From 639a20bca92ac789407935ecb8590c69475056e9 Mon Sep 17 00:00:00 2001
From: Roz K <roz@rozk.net>
Date: Sat, 4 Oct 2025 17:39:37 +0200
Subject: [PATCH] decoder multithreading

---
 pve.py          |  19 ++++---
 pyav/decoder.py |   5 +-
 pyav/libav.py   | 136 +++++++++++++++++++++++++++++++++++++++++++++++-
 3 files changed, 151 insertions(+), 9 deletions(-)

diff --git a/pve.py b/pve.py
index fa60253..c24f740 100644
--- a/pve.py
+++ b/pve.py
@@ -14,6 +14,7 @@
 # You should have received a copy of the GNU General Public License along with People's Video Editor.
 # If not, see <https://www.gnu.org/licenses/>.
 
+import multiprocessing
 import cProfile
 
 from pyav.demuxer import Demuxer
@@ -25,10 +26,15 @@ print(f"nb_streams  = {demuxer.nb_streams}")
 print(f"video codec = {demuxer.video_stream.codec.description()}")
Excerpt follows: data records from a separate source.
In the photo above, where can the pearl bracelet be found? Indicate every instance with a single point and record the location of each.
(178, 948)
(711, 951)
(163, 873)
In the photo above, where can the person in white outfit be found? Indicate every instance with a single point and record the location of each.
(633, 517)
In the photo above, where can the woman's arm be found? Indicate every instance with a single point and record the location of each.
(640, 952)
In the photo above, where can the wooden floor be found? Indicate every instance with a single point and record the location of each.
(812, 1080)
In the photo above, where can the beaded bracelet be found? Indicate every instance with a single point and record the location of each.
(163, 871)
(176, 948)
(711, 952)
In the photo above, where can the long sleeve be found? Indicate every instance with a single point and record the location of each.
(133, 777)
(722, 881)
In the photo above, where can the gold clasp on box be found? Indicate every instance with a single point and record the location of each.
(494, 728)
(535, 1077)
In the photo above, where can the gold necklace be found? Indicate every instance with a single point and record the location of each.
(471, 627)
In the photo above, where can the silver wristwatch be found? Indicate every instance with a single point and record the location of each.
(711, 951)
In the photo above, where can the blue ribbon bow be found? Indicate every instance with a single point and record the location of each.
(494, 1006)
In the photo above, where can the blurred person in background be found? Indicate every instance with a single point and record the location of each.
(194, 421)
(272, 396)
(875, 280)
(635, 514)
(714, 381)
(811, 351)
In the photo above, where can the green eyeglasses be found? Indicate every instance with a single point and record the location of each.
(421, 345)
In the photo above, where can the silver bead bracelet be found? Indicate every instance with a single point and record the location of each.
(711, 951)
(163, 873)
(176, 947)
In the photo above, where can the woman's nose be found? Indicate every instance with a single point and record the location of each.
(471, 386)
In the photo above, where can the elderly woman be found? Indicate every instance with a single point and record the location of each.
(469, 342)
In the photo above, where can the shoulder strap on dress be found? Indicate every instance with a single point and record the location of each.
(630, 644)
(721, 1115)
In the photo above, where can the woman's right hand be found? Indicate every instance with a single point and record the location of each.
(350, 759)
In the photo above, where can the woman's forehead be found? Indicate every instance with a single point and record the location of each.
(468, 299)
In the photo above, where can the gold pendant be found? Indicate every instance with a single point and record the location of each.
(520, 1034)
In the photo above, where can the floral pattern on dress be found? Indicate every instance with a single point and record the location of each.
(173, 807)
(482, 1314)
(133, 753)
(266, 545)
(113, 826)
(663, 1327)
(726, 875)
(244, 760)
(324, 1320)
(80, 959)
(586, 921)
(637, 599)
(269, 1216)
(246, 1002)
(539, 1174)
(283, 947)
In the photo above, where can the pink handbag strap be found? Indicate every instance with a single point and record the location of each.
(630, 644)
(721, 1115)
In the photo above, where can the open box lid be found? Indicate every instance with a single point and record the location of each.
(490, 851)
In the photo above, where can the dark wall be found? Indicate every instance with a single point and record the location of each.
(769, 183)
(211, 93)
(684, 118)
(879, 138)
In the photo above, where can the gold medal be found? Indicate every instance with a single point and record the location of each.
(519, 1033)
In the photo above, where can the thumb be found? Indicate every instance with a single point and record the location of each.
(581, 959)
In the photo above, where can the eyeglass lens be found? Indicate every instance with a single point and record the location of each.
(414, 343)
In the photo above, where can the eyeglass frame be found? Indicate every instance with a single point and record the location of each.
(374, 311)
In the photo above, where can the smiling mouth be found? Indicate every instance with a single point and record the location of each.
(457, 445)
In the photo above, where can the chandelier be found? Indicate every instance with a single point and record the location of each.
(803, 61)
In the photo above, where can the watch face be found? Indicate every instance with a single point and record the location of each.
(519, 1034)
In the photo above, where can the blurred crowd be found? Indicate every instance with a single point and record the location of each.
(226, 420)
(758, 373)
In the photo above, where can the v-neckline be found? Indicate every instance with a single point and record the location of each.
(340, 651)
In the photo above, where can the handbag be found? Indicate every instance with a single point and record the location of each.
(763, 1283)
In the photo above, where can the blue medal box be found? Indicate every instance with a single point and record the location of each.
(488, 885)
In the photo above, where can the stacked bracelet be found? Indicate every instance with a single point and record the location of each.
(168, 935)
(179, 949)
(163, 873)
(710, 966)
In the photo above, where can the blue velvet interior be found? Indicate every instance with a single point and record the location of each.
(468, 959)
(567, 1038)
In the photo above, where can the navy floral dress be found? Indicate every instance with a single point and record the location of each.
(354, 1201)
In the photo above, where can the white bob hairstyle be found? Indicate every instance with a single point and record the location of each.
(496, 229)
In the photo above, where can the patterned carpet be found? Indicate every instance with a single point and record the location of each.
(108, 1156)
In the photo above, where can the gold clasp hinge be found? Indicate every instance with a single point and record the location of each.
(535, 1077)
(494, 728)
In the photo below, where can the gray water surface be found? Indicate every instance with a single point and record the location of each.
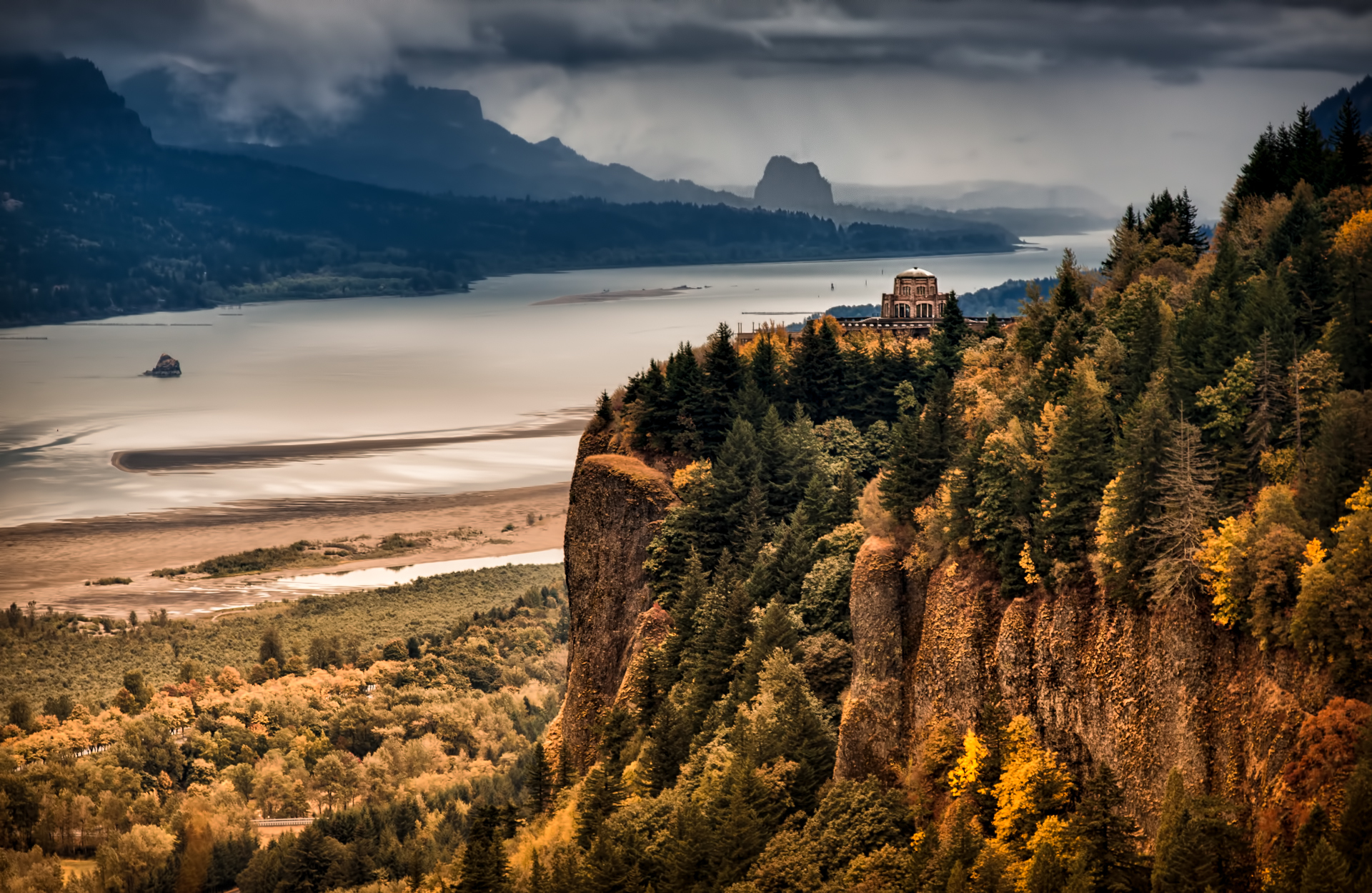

 print(f"audio codec = {demuxer.audio_stream.codec.description()}")
 
-video_decoder = Decoder(demuxer.video_stream)
-audio_decoder = Decoder(demuxer.audio_stream)
+cpu_count = multiprocessing.cpu_count()
 
-num_frames = 0
+print(f"using {cpu_count} threads for video decoding")
+
+video_decoder = Decoder(demuxer.video_stream, cpu_count)
+audio_decoder = Decoder(demuxer.audio_stream, 1)
+
+num_video_frames = 0
+num_audio_frames = 0
 
 with cProfile.Profile() as pr:
     while True:
@@ -36,13 +42,12 @@ with cProfile.Profile() as pr:
         eof = (packet is None)
         if eof or demuxer.video_stream.contains(packet):
             video_frames = video_decoder.decode(packet)
-            num_frames += len(video_frames)
-            # print(f"decoded {len(video_frames)} video frames")
+            num_video_frames += len(video_frames)
         if eof or demuxer.audio_stream.contains(packet):
             audio_frames = audio_decoder.decode(packet)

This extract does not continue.